European markets are lower and red, US markets will open lower as well, the culprit, remember our call for a pullback in oil yesterday morning? After the close last night API oil inventories showed a build of 6.1 mm barrels last week, thus crude is trading down on the inventory news.

 Crude futures 1 min chart overnight

And one of several negative divergences we saw yesterday morning , this a 5 min crude chart.

As such, the Energy sector in Europe is lagging and keeping the major bourses in the red, which is what I expect today's US (at least opening) session will all be about as well, this is obviously tied specifically to the unintended consequences of the crude move higher.

Remember those commodity sensitive currencies I talked about last night as showing divergences? Well AUD/JPY and AUD/USD are lower, to Draghi's brief relief, EUR/USD is lower as we predicted last night in response to a pullback in oil.

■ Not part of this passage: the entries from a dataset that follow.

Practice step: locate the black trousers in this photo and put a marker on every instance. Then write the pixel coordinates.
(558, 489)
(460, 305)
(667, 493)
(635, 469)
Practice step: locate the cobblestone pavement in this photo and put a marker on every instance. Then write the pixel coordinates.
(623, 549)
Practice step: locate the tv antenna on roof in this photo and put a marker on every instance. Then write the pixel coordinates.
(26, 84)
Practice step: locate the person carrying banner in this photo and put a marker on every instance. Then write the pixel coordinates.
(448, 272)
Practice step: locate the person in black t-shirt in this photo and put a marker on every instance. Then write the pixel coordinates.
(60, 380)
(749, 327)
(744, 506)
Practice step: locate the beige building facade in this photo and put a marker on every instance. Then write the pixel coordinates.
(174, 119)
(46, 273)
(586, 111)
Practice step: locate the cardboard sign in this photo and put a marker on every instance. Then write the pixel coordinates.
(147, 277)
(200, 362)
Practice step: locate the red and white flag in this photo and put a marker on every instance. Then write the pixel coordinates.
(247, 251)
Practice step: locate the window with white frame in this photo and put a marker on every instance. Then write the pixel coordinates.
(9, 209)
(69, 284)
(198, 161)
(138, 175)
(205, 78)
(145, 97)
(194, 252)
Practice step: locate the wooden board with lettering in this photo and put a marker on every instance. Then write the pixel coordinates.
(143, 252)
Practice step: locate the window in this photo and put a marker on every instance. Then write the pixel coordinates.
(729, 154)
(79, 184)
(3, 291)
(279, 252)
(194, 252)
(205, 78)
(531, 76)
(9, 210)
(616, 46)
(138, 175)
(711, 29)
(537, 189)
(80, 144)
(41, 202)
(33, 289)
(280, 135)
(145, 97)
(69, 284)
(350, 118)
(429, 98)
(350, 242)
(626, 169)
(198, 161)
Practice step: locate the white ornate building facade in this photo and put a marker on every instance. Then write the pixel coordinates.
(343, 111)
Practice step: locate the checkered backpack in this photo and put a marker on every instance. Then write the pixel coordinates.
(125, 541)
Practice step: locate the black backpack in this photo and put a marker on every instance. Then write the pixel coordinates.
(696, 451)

Not even a surprise RRR  cut of .50 bps from the People's Bank of China this morning could turn things around, although it did give gold an area of support for the time.

For example...

Like AUD which is now sliding again after initially popping on the PBoC RRR cut as its very sensitive to Chine, Index Futures did the same...
 NQ futures overnight are easiest to see, the Chinese RRR cut at the green arrows popped things higher including AUD and Index futures, but they gave up the gains,  even with USD/JPY making gains, for now oil is the story and what the market is tracking, so much for the cheap gas narrative!

 The divergences seen last night on 5 min Index futures have started to move to the 7 min charts, above is ES 5 min...

This is ES 7 min so it will be interesting to see if that HYG divergence is signaling a bigger move lower in the markets.

We have the EIA petroleum report out this morning at 10:30, look for that to be a potential market mover, Bloomberg's estimate is for a 3.25 mm barrel build.

We have the important Non-Farm Payrolls Friday, if the ADP jobs report from this morning is any indication, than we'll see how the F_E_D spins this as we just heard from the CEO of Gallup that the unemployment rate was bunk as I think we all know.

The noisy ADP report that has beaten the last 4 weeks missed at 213k on consensus of 222k and last of 253 k (December revised up).

So we'll be watching to see where things go from here, but I think the HYG movement in the charts is one of the bigger developments. Obviously our call for an oil pullback yesterday morning is what the market is focussed on right now.